Musk's trillion-dollar Tesla pay day hangs on 'very optimistic' $8.5 trillion valuation

Source Cryptopolitan

Elon Musk has never turned away from big dreams and challenges. Now, the Tesla chief executive has been handed a pay package so outlandish it makes every other CEO’s bonus look tame. To claim the full reward – potentially worth more than a trillion dollars, Musk must turn Tesla into an $8.5 trillion company within ten years.

That figure would place Tesla above the combined market value of Microsoft and Nvidia, currently the world’s two corporate titans. However, currently it remains a plan on paper and shareholders are yet to decide on the plan in November.

Robotaxis are expected to support Tesla’s milestones

Tesla’s present valuation sits closer to $1 trillion, built as much on investor faith as on sales performance. With the possibility of vehicle deliveries slipping in the future as they have slipped last year, the company’s shares continue to trade on frothy multiple of 75 times of EBITDA. Investors are effectively buying into Musk’s promise of markets not yet created.

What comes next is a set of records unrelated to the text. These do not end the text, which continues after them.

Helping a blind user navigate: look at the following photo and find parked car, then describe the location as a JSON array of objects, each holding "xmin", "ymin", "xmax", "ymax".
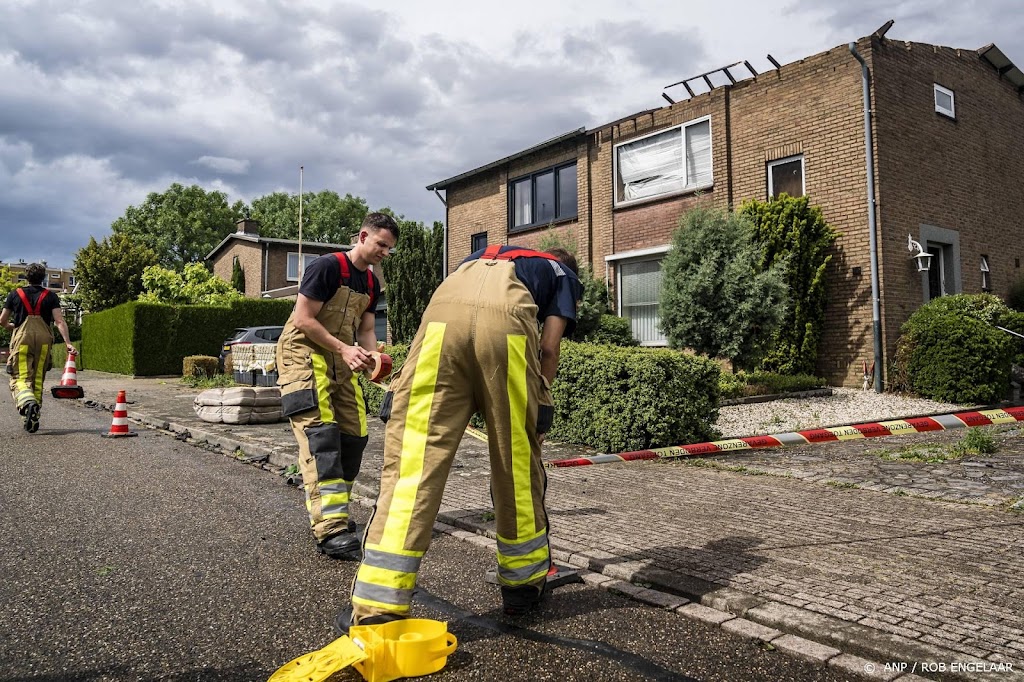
[{"xmin": 219, "ymin": 327, "xmax": 285, "ymax": 372}]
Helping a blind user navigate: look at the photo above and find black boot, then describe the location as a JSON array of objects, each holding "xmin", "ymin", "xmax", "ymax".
[
  {"xmin": 316, "ymin": 530, "xmax": 362, "ymax": 561},
  {"xmin": 502, "ymin": 582, "xmax": 548, "ymax": 615}
]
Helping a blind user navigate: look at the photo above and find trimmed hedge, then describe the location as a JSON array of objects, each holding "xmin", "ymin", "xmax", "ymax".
[
  {"xmin": 368, "ymin": 341, "xmax": 720, "ymax": 453},
  {"xmin": 895, "ymin": 294, "xmax": 1018, "ymax": 404},
  {"xmin": 80, "ymin": 299, "xmax": 294, "ymax": 377},
  {"xmin": 550, "ymin": 341, "xmax": 721, "ymax": 453}
]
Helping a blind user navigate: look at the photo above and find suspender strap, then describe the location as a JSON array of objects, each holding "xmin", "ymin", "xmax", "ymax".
[
  {"xmin": 14, "ymin": 287, "xmax": 50, "ymax": 317},
  {"xmin": 480, "ymin": 244, "xmax": 558, "ymax": 260},
  {"xmin": 334, "ymin": 251, "xmax": 377, "ymax": 310}
]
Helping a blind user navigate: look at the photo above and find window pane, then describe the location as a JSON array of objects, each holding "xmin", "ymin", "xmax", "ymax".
[
  {"xmin": 620, "ymin": 260, "xmax": 666, "ymax": 345},
  {"xmin": 512, "ymin": 177, "xmax": 534, "ymax": 227},
  {"xmin": 770, "ymin": 159, "xmax": 804, "ymax": 197},
  {"xmin": 534, "ymin": 171, "xmax": 555, "ymax": 223},
  {"xmin": 686, "ymin": 121, "xmax": 712, "ymax": 187},
  {"xmin": 616, "ymin": 128, "xmax": 685, "ymax": 201},
  {"xmin": 469, "ymin": 232, "xmax": 487, "ymax": 253},
  {"xmin": 558, "ymin": 164, "xmax": 579, "ymax": 218}
]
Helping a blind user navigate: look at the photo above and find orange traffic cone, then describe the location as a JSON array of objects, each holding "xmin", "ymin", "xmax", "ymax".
[
  {"xmin": 50, "ymin": 353, "xmax": 85, "ymax": 398},
  {"xmin": 102, "ymin": 391, "xmax": 138, "ymax": 438}
]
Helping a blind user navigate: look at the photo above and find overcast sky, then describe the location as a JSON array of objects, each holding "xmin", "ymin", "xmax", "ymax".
[{"xmin": 0, "ymin": 0, "xmax": 1024, "ymax": 267}]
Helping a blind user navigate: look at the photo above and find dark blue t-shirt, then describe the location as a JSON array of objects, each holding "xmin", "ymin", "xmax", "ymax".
[
  {"xmin": 462, "ymin": 246, "xmax": 583, "ymax": 336},
  {"xmin": 299, "ymin": 253, "xmax": 381, "ymax": 312}
]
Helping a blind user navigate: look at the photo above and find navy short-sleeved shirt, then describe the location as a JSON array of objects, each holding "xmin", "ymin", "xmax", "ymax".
[
  {"xmin": 462, "ymin": 246, "xmax": 583, "ymax": 336},
  {"xmin": 3, "ymin": 285, "xmax": 60, "ymax": 327},
  {"xmin": 299, "ymin": 253, "xmax": 381, "ymax": 312}
]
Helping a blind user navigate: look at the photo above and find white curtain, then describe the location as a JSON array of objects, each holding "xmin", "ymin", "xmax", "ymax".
[{"xmin": 620, "ymin": 260, "xmax": 668, "ymax": 346}]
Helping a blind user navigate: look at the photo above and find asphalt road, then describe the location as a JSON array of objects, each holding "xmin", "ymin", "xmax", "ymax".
[{"xmin": 0, "ymin": 391, "xmax": 855, "ymax": 682}]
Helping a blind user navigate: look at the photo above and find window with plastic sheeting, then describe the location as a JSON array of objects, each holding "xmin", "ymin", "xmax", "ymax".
[
  {"xmin": 614, "ymin": 119, "xmax": 714, "ymax": 205},
  {"xmin": 618, "ymin": 259, "xmax": 668, "ymax": 346}
]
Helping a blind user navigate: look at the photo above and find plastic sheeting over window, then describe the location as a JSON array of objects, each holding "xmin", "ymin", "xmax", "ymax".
[{"xmin": 617, "ymin": 120, "xmax": 712, "ymax": 201}]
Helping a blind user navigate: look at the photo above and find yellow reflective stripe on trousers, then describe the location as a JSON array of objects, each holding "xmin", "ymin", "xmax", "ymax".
[
  {"xmin": 352, "ymin": 372, "xmax": 367, "ymax": 436},
  {"xmin": 380, "ymin": 323, "xmax": 445, "ymax": 552},
  {"xmin": 309, "ymin": 353, "xmax": 336, "ymax": 424},
  {"xmin": 33, "ymin": 345, "xmax": 50, "ymax": 404},
  {"xmin": 507, "ymin": 334, "xmax": 537, "ymax": 538}
]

The structure of the package offers a clue to where the board sees growth coming from. The 12 milestones are tied to both profit targets and product rollouts – in particular, self-driving taxis and the so-called Optimus humanoid robot.

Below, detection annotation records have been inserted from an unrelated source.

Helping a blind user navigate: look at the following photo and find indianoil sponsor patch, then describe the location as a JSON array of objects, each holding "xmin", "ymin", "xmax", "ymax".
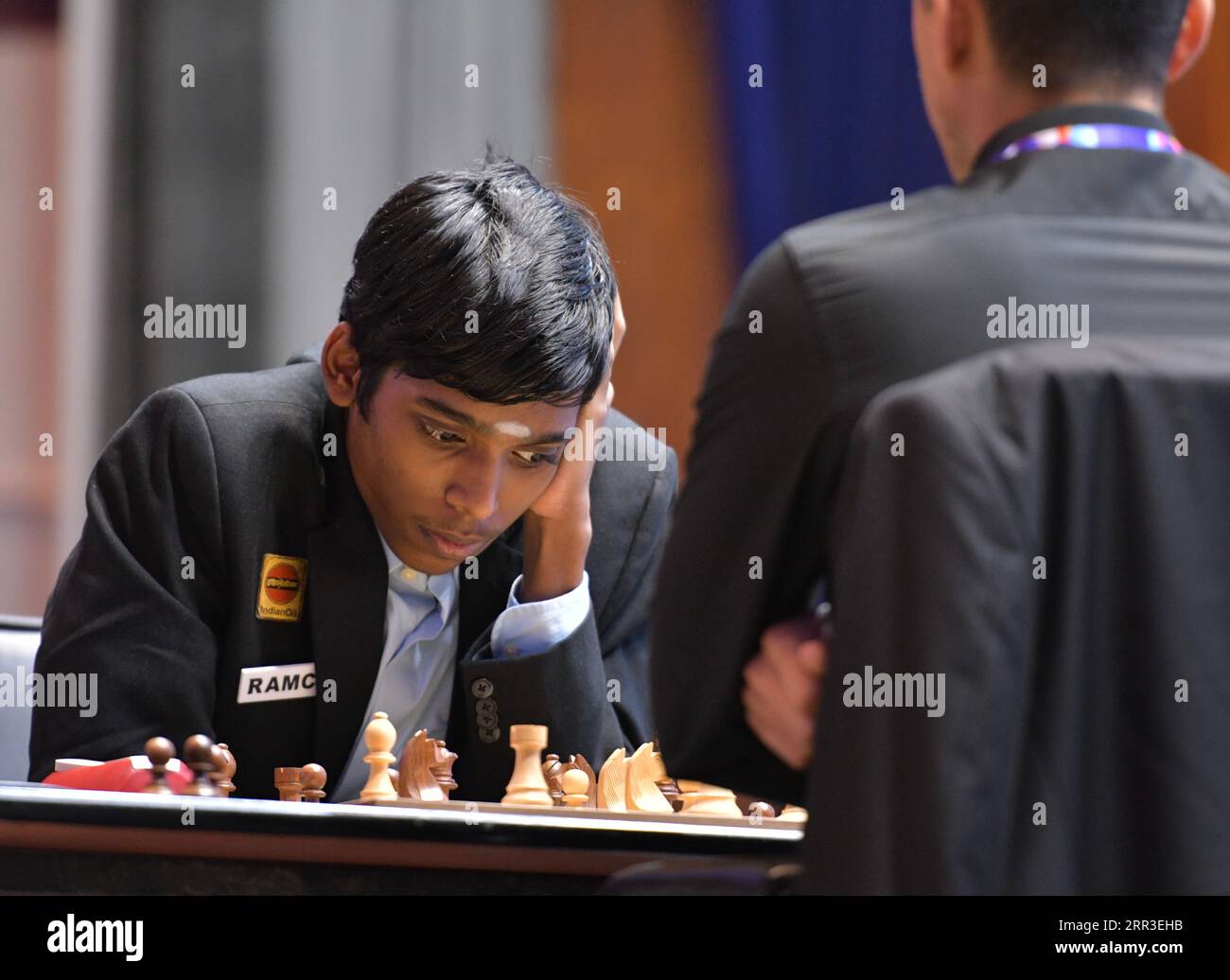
[{"xmin": 255, "ymin": 554, "xmax": 308, "ymax": 622}]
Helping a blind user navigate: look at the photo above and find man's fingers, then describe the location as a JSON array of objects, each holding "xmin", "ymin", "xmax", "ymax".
[
  {"xmin": 795, "ymin": 639, "xmax": 829, "ymax": 677},
  {"xmin": 743, "ymin": 651, "xmax": 820, "ymax": 710}
]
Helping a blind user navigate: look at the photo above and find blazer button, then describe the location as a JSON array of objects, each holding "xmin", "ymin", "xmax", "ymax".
[{"xmin": 474, "ymin": 697, "xmax": 496, "ymax": 725}]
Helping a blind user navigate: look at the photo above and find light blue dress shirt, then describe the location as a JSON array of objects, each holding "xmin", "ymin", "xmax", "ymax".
[{"xmin": 328, "ymin": 533, "xmax": 589, "ymax": 802}]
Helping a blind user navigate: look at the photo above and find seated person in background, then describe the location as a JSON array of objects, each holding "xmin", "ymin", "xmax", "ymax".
[
  {"xmin": 29, "ymin": 160, "xmax": 676, "ymax": 802},
  {"xmin": 651, "ymin": 0, "xmax": 1230, "ymax": 803}
]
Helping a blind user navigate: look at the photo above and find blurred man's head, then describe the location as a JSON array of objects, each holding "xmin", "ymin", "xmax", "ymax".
[
  {"xmin": 321, "ymin": 152, "xmax": 615, "ymax": 574},
  {"xmin": 914, "ymin": 0, "xmax": 1214, "ymax": 181}
]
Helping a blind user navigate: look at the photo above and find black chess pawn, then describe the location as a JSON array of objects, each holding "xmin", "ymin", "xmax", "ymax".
[
  {"xmin": 181, "ymin": 735, "xmax": 221, "ymax": 796},
  {"xmin": 299, "ymin": 762, "xmax": 328, "ymax": 803},
  {"xmin": 209, "ymin": 742, "xmax": 235, "ymax": 798},
  {"xmin": 142, "ymin": 735, "xmax": 175, "ymax": 796}
]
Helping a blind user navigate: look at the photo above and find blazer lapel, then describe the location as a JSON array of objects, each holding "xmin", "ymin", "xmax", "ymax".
[
  {"xmin": 458, "ymin": 520, "xmax": 521, "ymax": 664},
  {"xmin": 306, "ymin": 405, "xmax": 389, "ymax": 784},
  {"xmin": 446, "ymin": 520, "xmax": 521, "ymax": 757}
]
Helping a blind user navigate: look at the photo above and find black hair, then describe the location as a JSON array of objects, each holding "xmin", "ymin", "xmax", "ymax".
[
  {"xmin": 339, "ymin": 150, "xmax": 616, "ymax": 417},
  {"xmin": 983, "ymin": 0, "xmax": 1187, "ymax": 92}
]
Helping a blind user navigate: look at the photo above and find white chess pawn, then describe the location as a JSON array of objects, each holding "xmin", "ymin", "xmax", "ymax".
[
  {"xmin": 360, "ymin": 710, "xmax": 397, "ymax": 803},
  {"xmin": 500, "ymin": 725, "xmax": 554, "ymax": 807},
  {"xmin": 560, "ymin": 768, "xmax": 589, "ymax": 807}
]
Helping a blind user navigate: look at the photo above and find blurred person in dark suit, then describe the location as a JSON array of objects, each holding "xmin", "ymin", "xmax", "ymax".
[{"xmin": 651, "ymin": 0, "xmax": 1230, "ymax": 803}]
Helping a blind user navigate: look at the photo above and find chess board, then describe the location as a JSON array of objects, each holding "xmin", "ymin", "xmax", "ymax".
[{"xmin": 347, "ymin": 799, "xmax": 806, "ymax": 841}]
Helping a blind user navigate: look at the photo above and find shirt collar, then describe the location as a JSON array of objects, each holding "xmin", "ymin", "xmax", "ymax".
[
  {"xmin": 975, "ymin": 103, "xmax": 1171, "ymax": 169},
  {"xmin": 377, "ymin": 528, "xmax": 458, "ymax": 622}
]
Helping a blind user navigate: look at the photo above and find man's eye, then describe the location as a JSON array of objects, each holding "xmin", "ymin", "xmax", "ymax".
[
  {"xmin": 516, "ymin": 448, "xmax": 560, "ymax": 466},
  {"xmin": 423, "ymin": 422, "xmax": 465, "ymax": 446}
]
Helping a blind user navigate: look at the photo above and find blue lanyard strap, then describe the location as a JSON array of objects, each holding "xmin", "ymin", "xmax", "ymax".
[{"xmin": 989, "ymin": 123, "xmax": 1184, "ymax": 164}]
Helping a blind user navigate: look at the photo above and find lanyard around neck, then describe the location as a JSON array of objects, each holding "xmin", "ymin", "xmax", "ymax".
[{"xmin": 988, "ymin": 123, "xmax": 1184, "ymax": 164}]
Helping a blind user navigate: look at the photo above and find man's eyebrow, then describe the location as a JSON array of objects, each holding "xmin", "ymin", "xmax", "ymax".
[{"xmin": 418, "ymin": 394, "xmax": 571, "ymax": 446}]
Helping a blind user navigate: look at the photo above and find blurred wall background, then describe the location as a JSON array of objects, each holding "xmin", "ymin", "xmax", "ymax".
[{"xmin": 0, "ymin": 0, "xmax": 1230, "ymax": 615}]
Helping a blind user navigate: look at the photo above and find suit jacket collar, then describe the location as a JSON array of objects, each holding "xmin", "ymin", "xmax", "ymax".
[
  {"xmin": 975, "ymin": 103, "xmax": 1171, "ymax": 169},
  {"xmin": 305, "ymin": 398, "xmax": 521, "ymax": 779}
]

According to a previous Cryptopolitan report, Tesla operates a robotaxi service in Austin, Texas, although it is still tiny with perhaps a few dozen vehicles. Musk’s early goal is one million autonomous cars in circulation.

Musk’s supporters are not difficult to find. Fund group ARK Invest has been long bullish on Tesla, predicting this quarter that the company could be worth between $7 to $11 trillion by 2029. Their model assumes a global robotaxi network generating between $603 billion and $951 billion annually, dwarfing Uber’s expected $52 billion revenue this year.

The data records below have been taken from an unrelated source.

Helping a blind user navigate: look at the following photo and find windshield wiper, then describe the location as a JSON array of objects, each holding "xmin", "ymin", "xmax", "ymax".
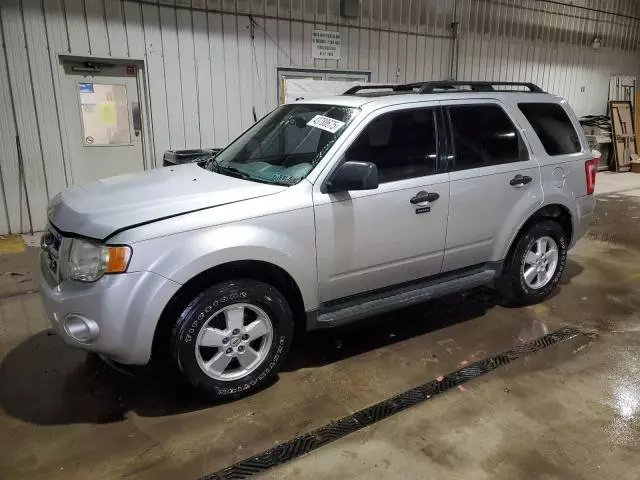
[{"xmin": 214, "ymin": 162, "xmax": 253, "ymax": 180}]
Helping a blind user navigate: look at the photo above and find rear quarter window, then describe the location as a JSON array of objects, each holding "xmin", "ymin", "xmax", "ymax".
[{"xmin": 518, "ymin": 103, "xmax": 582, "ymax": 156}]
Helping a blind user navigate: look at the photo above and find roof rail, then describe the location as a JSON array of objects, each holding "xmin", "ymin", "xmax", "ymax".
[
  {"xmin": 343, "ymin": 80, "xmax": 545, "ymax": 95},
  {"xmin": 418, "ymin": 80, "xmax": 545, "ymax": 93},
  {"xmin": 343, "ymin": 83, "xmax": 404, "ymax": 95}
]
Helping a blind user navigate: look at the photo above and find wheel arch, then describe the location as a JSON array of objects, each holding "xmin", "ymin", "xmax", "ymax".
[{"xmin": 501, "ymin": 203, "xmax": 575, "ymax": 260}]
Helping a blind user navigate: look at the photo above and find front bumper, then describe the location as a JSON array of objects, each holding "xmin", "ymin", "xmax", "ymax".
[{"xmin": 38, "ymin": 251, "xmax": 180, "ymax": 365}]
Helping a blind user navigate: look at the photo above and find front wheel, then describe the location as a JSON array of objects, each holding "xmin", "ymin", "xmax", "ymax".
[
  {"xmin": 171, "ymin": 279, "xmax": 293, "ymax": 400},
  {"xmin": 498, "ymin": 220, "xmax": 568, "ymax": 305}
]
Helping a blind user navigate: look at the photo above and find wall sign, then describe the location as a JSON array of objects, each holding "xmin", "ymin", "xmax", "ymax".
[{"xmin": 311, "ymin": 30, "xmax": 342, "ymax": 60}]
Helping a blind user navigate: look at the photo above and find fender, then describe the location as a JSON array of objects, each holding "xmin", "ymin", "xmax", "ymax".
[
  {"xmin": 124, "ymin": 208, "xmax": 318, "ymax": 310},
  {"xmin": 492, "ymin": 194, "xmax": 579, "ymax": 261}
]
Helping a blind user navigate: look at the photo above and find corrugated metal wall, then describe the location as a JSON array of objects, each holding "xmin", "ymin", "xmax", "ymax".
[{"xmin": 0, "ymin": 0, "xmax": 640, "ymax": 234}]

ARK’s research goes further. It says Tesla’s slice of robotaxi fares would be 40% to 60%, roughly double Uber’s current cut. Notably, ARK did not even factor humanoid robots into its valuation, although it has suggested that the market could eventually be worth $24 trillion.

Musk himself has raised the stakes, declaring that Optimus could one day account for “80 per cent of Tesla’s value.”

According to a Reuters analysis, to meet the $400 billion profit target in Musk’s pay plan, the company will need to sell around 100 million robots annually, each priced at about $25,000. Even halving that figure would require doubling the company’s current margins.

To compare, Tesla’s expected EBITDA this year is $13 billion – a chasm between present reality and future ambition.

Is Musk being realistic to shareholders?

How investors ultimately price Tesla at the end of this decade may matter more than how many cars or robots it sells. At its current multiple of 75 times EBITDA, Tesla would need $113 billion of annual profit to justify an $8.5 trillion valuation – far below the $400 billion goal.

Still, Morgan Stanley analysts called the targets “materially more aggressive” than their own forecasts. They noted that such numbers “would imply substantial contributions from Optimus and other AI robot end markets currently not in our forecasts.”

The scale of Musk’s potential payout has inevitably polarized opinions. Arguments have been put forward that this is Musk dreaming big but not being realistic to his shareholders and investors.

The decision to be made by shareholders in November will be based more on belief in their CEO than on hard numbers.

What Tesla will be looking at is if it can be revolutionary and lead the robotic economy as much as it has with premium electric cars. If that dream becomes reality, then Musk’s paycheck will be seen as a worthy reward.